Dem bekannten Streit um die Liancourt-Felsen und seiner Entstehung, die auch von verwirrender Benennung handelt und ebensolchen Seekarten, ließe sich die Geschichte von Tsushima beigesellen, jener Insel, die wie ein Trittstein von Japan nach Korea in der See liegt, und aufgrund ihrer Beschränkungen ausreichend für alle Bewohner Landwirtschaft zu treiben, in die Rolle nachgerade gedrängt wurde, Bindeglied, mitunter aber auch Agent Provokateur zu spielen. Auch darauf kommt Zöllner ausführlich zu sprechen.
Der sukzessive Verlust der koreanischen Souveränität auf dem Weg vom 19. ins 20. Jahrhundert mündete in der Annexion durch Japan. Dass sich die Jahrzehnte der unterdrückten Eigenständigkeit nicht nur als ein Anziehen der Daumenschrauben an den Gliedmaßen eines von der Welt vergessenen Delinquenten, lesen lassen, zeigt Zöllner auf, wenn er die Brüche und Wandelbarkeiten in der japanischen Kolonialpolitik rekonstruiert. So erweisen sich Maßnahmen zur Anhebung der Alphabetisierung alles in allem als Fehlschläge, jene zur Hebung der Industrialisierung letztlich als Bevorzugung der nördlichen Regionen vor den südlichen, was zu Entwicklungen verhilft, die dann nicht mehr der Kolonialmacht zuzuschreiben sein werden. Trotz wachsenden Assimilierungsdrucks waren nicht alle koreanischen Militärangehörige in Japans Armeen Gepresste und das System der euphemistisch sogenannten „Trostfrauen“ hat nicht nur eine totalitäre Soldateska, sondern auch aktive Kollaboration (vgl.

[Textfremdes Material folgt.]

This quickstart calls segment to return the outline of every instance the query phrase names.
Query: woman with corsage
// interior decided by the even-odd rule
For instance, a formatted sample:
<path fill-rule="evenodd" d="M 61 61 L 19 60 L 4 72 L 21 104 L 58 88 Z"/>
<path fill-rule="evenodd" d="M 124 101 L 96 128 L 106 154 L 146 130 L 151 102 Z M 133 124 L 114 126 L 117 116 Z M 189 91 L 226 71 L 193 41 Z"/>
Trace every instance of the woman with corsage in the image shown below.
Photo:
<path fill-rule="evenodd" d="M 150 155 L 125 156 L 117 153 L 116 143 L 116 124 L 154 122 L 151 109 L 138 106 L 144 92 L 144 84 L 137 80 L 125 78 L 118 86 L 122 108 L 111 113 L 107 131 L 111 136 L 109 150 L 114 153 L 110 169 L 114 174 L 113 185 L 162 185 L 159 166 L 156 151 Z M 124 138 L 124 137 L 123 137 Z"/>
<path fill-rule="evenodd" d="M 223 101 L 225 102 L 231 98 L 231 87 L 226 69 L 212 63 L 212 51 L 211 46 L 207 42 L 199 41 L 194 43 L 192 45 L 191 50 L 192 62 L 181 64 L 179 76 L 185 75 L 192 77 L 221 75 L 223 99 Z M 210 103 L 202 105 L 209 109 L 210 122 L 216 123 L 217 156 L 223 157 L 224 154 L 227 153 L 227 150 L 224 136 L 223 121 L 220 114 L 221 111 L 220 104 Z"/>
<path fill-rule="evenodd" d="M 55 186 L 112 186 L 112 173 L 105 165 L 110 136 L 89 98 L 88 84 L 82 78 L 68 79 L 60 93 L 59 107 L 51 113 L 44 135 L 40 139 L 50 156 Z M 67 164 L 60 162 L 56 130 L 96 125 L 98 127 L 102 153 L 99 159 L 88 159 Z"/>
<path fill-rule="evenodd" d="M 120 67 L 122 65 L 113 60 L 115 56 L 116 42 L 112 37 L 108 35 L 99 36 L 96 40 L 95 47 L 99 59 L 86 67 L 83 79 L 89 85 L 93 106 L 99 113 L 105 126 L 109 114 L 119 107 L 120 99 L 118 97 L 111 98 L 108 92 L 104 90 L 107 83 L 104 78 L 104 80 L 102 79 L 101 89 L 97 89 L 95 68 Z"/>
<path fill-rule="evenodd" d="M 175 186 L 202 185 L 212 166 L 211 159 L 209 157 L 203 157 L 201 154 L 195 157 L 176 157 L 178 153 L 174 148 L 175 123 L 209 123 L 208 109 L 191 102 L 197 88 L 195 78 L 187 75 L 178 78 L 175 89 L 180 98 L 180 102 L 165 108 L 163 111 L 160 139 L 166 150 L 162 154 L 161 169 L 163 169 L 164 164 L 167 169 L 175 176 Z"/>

S. 388) zu verantworten.
Die Bedeutung der „Schülerunruhen von Kwangju“ im September 1929 für das nationale Selbstverständnis Koreas lässt sich womöglich gar nicht überschätzen, wenn man bedenkt, dass die Erinnerung von jenem Massaker in den Maitagen des Jahres 1980 überlagert werden, das ein Initial dafür darstellt, wohin die Republik Korea sich letztlich entwickelt hat: zu einem funktionierenden demokratischen Staat in einer Region, in der genau diese Eigenschaften dünn gesät sind.
Reinhard Zöllner hat ein Buch von Gewicht geschrieben.